Bounding box b= (cx _b ,cy _b ,w _b ,h _b ) Is N _b Wherein cx is _b Is the coordinate, cy, of the center point of the bounding box B on the x-axis _b Is the coordinate of the center point of the bounding box B on the y-axis, w _b Is the width of the boundary box B, h _b Is the height of bounding box B. .

In the method, in the process of the invention,is the Wasserstein distance of bounding box A and bounding box B, | … | ₂ Is the Frobenius norm [] ^T Is the transposed matrix, N _a Is a Gaussian distribution modeled by bounding box A, N _b Is a gaussian distribution modeled by bounding box B.

But howeverIs a distance measure and cannot be directly used as a similarity measure (i.e., a value between 0 and 1 is IoU). Thus, we normalized using its exponential form, yielding a new metric, called Normalized Wasserstein Distance (NWD), specific expression:

in the formula, NWD (N _a ,N _b ) Is the normalized Wasserstein distance of bounding box A and bounding box B, and C is a constant closely related to the dataset.

NWD was applied to the non-maximal suppression and loss function of YOLOv 8. The specific cases are as follows:

non-maximum suppression (NMS) based on NWD is an important part in target detection for suppressing redundant prediction bounding boxes. In YOLOv8, a IoU metric is used, which first ranks all prediction blocks according to score. Selecting the prediction frame M with highest score and suppressing significant overlap with M (using a predefined threshold N _t ) Is included in the prediction block. However, due to the sensitivity of IoU to small targets, the IoU value of many prediction frames is lower than N _t Resulting in false positive predictions. To address this problem, NWD effectively overcomes the problem of scale sensitivity using NWD as a new criterion for NMS. Based on the regression Loss of NWD, ioU-Loss was introduced in the YOLO algorithm, eliminating the performance gap between training and testing. However, ioU-Loss cannot be proposed for networks in both casesGradient:

(1) There is no overlap between the predicted bounding box P and the real bounding box G (i.e., |p n g|=0)

(2) The predicted bounding box P entirely contains the true bounding box G or vice versa (i.e., |p n g|=p or G).

Both of these cases are very common in small target detection, and therefore IoU-Loss is not suitable for small target detection. To address this problem, NWD index is designed as a loss function:

L _NWD ＝1-NWD(N _P ,N _G )

wherein L is _NWD Is normalized Wasserstein loss, N _P Is the gaussian distribution of the predicted bounding box P, N _G Is a gaussian distribution of a true bounding box G, NWD (N _P ,N _G ) Is the normalized wasperstein distance of the predicted bounding box P and the real bounding box G.

Compared to IoU, NWD has the following advantages in detecting small targets:

(1) Scale uncertainty;

(2) Position deviation smoothness;

(3) Similarity between non-overlapping or mutually inclusive bounding boxes is measured.

The steps of the new loss algorithm are as follows:

step one: given a prediction bounding box and a target bounding box, the algorithm calculates the square of the difference between the Euclidean distance and the width-height from the center point coordinates of the two bounding boxes, resulting in a Wasserstein distance. The algorithm also introduces a small number eps, which is used to avoid dividing by 0. The wasperstein distance reflects the distance and scale difference between the prediction bounding box and the target bounding box.

Step two: the algorithm weighted averages IoU according to their ratio and the ratio of the wasperstein distances, respectively.

Step three: the algorithm adds the calculated IoU loss to the wasperstein loss to give the final loss value.

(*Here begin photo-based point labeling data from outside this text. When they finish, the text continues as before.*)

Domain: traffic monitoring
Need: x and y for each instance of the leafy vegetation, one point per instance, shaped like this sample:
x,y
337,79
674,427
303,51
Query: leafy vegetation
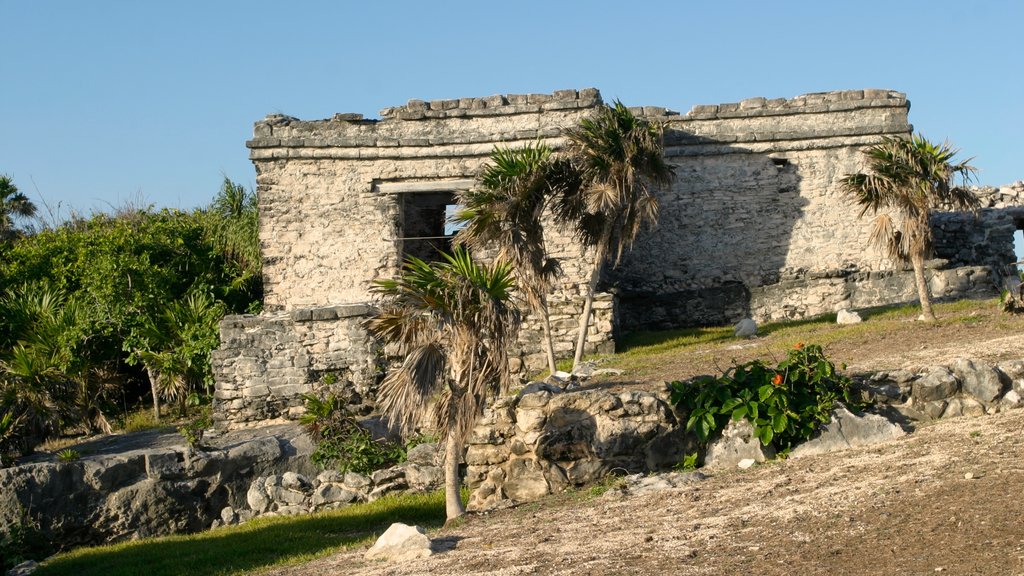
x,y
453,323
619,159
785,404
258,545
341,443
906,179
505,213
85,304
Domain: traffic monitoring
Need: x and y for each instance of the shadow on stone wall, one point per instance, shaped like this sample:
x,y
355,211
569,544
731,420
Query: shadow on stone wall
x,y
725,227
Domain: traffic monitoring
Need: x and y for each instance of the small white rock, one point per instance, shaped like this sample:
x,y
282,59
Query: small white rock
x,y
400,542
846,317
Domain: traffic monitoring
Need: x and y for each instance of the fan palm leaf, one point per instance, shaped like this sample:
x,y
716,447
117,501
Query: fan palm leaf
x,y
906,179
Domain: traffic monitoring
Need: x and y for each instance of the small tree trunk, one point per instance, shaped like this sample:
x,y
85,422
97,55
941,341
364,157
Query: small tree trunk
x,y
156,397
919,275
546,325
588,304
453,494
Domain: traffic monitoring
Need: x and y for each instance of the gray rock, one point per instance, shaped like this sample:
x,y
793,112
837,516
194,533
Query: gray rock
x,y
1012,400
535,387
423,454
356,483
228,516
24,569
384,489
424,478
745,328
330,477
256,497
736,443
165,464
639,485
845,430
938,383
979,379
400,542
847,317
295,482
332,494
387,475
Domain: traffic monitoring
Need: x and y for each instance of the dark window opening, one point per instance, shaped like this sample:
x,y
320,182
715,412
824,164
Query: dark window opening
x,y
425,230
1019,245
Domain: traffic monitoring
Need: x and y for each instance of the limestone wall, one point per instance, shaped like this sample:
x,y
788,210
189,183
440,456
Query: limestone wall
x,y
754,225
266,363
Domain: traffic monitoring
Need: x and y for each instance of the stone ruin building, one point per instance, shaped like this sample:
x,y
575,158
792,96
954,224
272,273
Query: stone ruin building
x,y
755,225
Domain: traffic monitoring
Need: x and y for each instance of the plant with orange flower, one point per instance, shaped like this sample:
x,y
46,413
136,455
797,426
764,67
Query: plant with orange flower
x,y
785,404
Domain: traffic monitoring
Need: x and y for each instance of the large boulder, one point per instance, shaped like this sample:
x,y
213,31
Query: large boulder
x,y
400,542
745,328
736,443
980,379
846,429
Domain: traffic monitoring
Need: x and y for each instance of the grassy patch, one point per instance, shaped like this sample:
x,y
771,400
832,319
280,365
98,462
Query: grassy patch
x,y
255,546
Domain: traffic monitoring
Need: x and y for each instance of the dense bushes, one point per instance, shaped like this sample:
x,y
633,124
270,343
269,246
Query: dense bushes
x,y
94,310
341,443
785,404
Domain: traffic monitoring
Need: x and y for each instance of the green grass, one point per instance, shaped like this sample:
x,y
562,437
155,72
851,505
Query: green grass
x,y
257,545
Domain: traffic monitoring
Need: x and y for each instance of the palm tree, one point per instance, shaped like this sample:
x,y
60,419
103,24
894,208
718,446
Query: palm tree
x,y
621,159
908,178
12,204
453,322
505,212
174,347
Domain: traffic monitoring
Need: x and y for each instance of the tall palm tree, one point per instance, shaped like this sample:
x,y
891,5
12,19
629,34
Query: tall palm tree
x,y
904,181
505,213
453,322
12,204
621,160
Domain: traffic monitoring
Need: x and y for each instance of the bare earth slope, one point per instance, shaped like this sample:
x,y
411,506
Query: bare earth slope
x,y
944,499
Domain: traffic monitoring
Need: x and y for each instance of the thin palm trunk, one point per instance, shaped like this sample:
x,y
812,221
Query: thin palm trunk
x,y
918,259
549,344
156,397
453,495
588,303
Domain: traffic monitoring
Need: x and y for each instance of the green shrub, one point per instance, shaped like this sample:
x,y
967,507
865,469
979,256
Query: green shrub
x,y
22,540
194,429
785,404
341,442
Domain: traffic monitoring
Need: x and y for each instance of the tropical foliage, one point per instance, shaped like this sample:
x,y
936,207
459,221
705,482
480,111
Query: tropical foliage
x,y
13,204
785,404
452,323
620,161
505,212
906,179
83,302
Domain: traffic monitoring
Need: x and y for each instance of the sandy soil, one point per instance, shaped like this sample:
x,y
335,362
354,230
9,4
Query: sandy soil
x,y
944,499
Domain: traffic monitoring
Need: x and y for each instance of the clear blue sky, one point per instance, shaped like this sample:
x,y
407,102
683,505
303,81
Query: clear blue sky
x,y
111,101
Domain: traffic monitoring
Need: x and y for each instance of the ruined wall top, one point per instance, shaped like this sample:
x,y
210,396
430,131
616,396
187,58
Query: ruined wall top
x,y
418,123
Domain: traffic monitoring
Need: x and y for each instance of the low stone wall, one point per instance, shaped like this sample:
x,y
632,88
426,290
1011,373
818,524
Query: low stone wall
x,y
292,493
965,387
146,485
265,363
542,442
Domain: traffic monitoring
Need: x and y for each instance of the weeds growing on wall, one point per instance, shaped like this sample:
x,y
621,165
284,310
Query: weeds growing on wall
x,y
341,443
785,404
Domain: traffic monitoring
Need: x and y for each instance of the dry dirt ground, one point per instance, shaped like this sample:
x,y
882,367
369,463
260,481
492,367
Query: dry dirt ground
x,y
946,498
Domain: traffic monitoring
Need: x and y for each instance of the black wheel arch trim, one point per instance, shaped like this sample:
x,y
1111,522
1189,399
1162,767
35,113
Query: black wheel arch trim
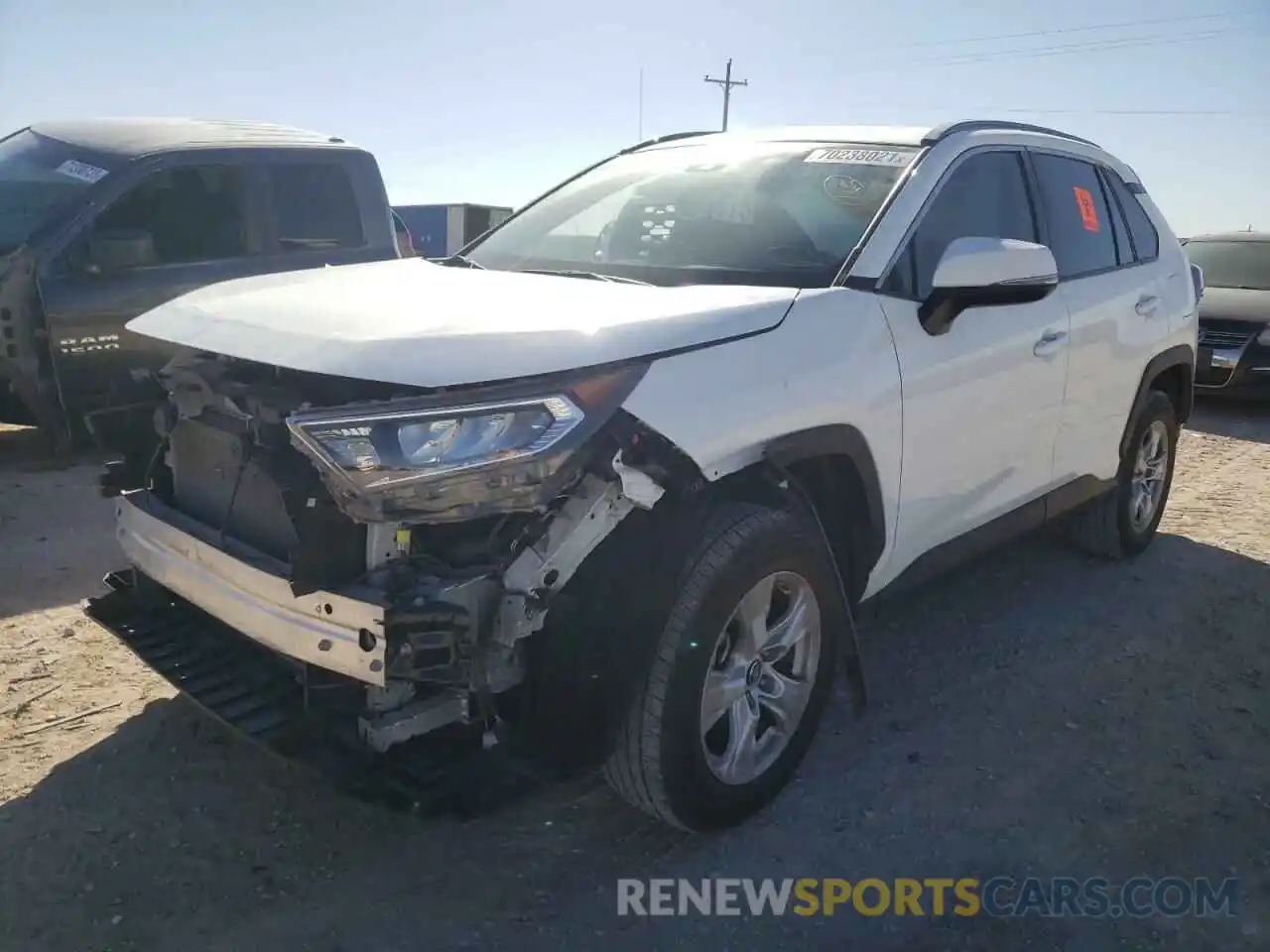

The embodiment of the invention adopts the standard normalized Wasserstein distance to improve the loss function of the strip steel surface small target defect detection model, and has the following advantages: 1. distribution similarity can be measured regardless of the overlap between small objects. 2. NWD is insensitive to targets of different scales and is more suitable for measuring similarity between small targets.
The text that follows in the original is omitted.